- Cook at the RAF Greenham Common fence
- Born: Alice Cook 8 March 1953 Oxford, England
- Died: 2023 (aged 69–70)
- Education: University of Sussex
- Occupation: Psychotherapist
- Known for: Activism against nuclear weapons at Greenham Common

= Alice Cook (peace activist) =

British anti-nuclear activist

Alice Cook (8 March 1953 – 2023) was a psychotherapist, writer, feminist and political activist, who was a member of the anti-nuclear Greenham Common Women's Peace Camp in the early 1980s and, together with Gwyn Kirk, wrote Greenham Women Everywhere: Dreams, Ideas and Actions from the Women's Peace Movement, which highlighted the anger that led women to take action against nuclear weapons.

==Early life==
Cook was born on 8 March 1953 in Oxford, to Iris Golding, a music teacher, and Morris Cook, a history professor. She obtained a BA in English at Sussex University in 1973. In 2002 she was awarded a master's in psychotherapy from the Minster Centre in London.

==Career==
Cook worked in the fields of health and wellness, particularly for women. She worked as a nurse and a health visitor and managed various mental health projects in London. She was also a volunteer with mentally ill patients and community health services in Batticaloa in Sri Lanka in 2010 and 2011. She moved to Stroud, Gloucestershire in 2016 and developed a psychotherapy practice there.

==Activism==
In the early 1980s, Cook was involved in the Greenham Common women's peace movement. Following a march at the end of August and beginning of September 1981 from Cardiff to RAF Greenham Common near Newbury, Berkshire, organised by Ann Pettitt, Karmen Cutler and others who formed a group called "Women for Life on Earth" to protest against the planned arrival of US nuclear-armed cruise missiles at the base, some people from the march decided to stay at the base and form a camp. They were quickly joined by others and it was later decided that the camp should be women only.
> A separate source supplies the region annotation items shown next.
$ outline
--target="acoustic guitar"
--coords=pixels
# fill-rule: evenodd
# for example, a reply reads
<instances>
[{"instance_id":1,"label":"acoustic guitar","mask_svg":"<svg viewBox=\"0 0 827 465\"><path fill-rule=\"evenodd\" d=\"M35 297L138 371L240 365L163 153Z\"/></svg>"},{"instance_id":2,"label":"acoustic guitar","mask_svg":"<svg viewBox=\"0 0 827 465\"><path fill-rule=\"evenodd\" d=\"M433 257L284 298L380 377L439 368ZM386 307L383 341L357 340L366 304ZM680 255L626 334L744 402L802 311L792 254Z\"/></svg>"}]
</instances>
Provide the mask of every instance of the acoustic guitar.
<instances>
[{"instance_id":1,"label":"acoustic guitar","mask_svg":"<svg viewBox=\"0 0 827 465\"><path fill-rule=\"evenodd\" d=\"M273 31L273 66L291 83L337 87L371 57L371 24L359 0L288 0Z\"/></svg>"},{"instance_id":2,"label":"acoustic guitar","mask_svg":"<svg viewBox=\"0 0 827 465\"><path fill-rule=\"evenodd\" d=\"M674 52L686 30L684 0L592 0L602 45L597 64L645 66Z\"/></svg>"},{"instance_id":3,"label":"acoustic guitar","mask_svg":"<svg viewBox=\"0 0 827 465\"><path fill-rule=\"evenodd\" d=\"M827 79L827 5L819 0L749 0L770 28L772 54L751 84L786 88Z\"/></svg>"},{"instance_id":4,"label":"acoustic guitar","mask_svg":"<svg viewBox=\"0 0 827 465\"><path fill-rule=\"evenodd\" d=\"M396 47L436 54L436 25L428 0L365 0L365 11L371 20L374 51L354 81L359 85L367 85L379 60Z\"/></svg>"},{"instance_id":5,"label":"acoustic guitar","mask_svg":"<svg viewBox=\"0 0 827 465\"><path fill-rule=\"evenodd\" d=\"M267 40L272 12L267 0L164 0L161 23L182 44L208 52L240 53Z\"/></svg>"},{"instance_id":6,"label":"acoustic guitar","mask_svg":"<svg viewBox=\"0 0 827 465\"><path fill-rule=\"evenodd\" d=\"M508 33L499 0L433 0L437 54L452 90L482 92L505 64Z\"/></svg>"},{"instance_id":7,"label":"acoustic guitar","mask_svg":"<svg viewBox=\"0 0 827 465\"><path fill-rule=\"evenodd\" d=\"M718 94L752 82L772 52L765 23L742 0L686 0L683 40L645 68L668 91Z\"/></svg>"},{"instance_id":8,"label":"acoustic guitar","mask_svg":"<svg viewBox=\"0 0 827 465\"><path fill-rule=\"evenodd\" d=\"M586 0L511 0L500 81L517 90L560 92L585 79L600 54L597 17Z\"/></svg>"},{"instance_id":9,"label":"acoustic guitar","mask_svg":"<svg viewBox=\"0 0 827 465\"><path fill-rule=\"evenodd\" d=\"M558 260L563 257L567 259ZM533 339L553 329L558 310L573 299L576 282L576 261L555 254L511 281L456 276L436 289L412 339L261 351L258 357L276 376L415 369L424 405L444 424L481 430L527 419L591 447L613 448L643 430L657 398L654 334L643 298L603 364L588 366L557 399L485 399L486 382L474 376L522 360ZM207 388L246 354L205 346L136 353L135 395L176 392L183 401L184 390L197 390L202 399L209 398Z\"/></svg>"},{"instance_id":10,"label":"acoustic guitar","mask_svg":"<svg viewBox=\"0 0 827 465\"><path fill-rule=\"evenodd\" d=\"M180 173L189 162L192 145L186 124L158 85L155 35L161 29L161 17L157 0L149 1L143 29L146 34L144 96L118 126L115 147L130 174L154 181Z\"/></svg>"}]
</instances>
In December 1982, on the third anniversary of NATO's decision to house nuclear missiles in Britain, 30,000 women joined hands around the base at the "Embrace the Base" event. This number was achieved by sending out 1000 copies of a handwritten, barely legible letter, asking the recipients to send a similar letter to ten more women. According to Cook:

I had been to the camp several times but had not taken an active part for a few months. The letter came out of the blue. … I didn't read so-called 'impartial' information in a newspaper. This was a personal communication addressed to me, requesting things of me, making it plain that every woman was included, was important. Not only did I copy the letter, but I spent a long time considering who to send it to. I didn't send it to women who I thought would hear about the action anyway, nor to women who would never go to such a demonstration. I sent letters to women I thought would be interested but had not become directly involved. I felt that the spur of a personal letter might spark off enthusiasm. As it turned out, several of these women were at Greenham on 12 December.

Together with Kirk she wrote Greenham Women Everywhere: Dreams, Ideas and Actions from the Women's Peace Movement, published in 1983, which highlighted the fear and anger that caused women to take the action they did against the nuclear arms race. The book remains widely available online. She had previously started a project about nuclear nightmares, prompted by her own dreams, inviting others to send her theirs. This was done through articles in magazines such as Sanity, the magazine of the Campaign for Nuclear Disarmament, and the feminist magazine, Spare Rib. Some of the dreams she received were included in the book. In 2016 a French translation of the book, Des Femmes Contre des Missiles, made a younger generation aware of the Greenham women. This, in turn, led Sonia Gonzalez to make an English-language documentary called Women Against the Bomb (2021), featuring Cook, Kirk, Clare Hudson, Rebecca Johnson, Pettitt, and others.

==Death==
Cook died from breast cancer in 2023. She had one son, Jacob. In the last years of her life she was involved with climate-change activism with Extinction Rebellion.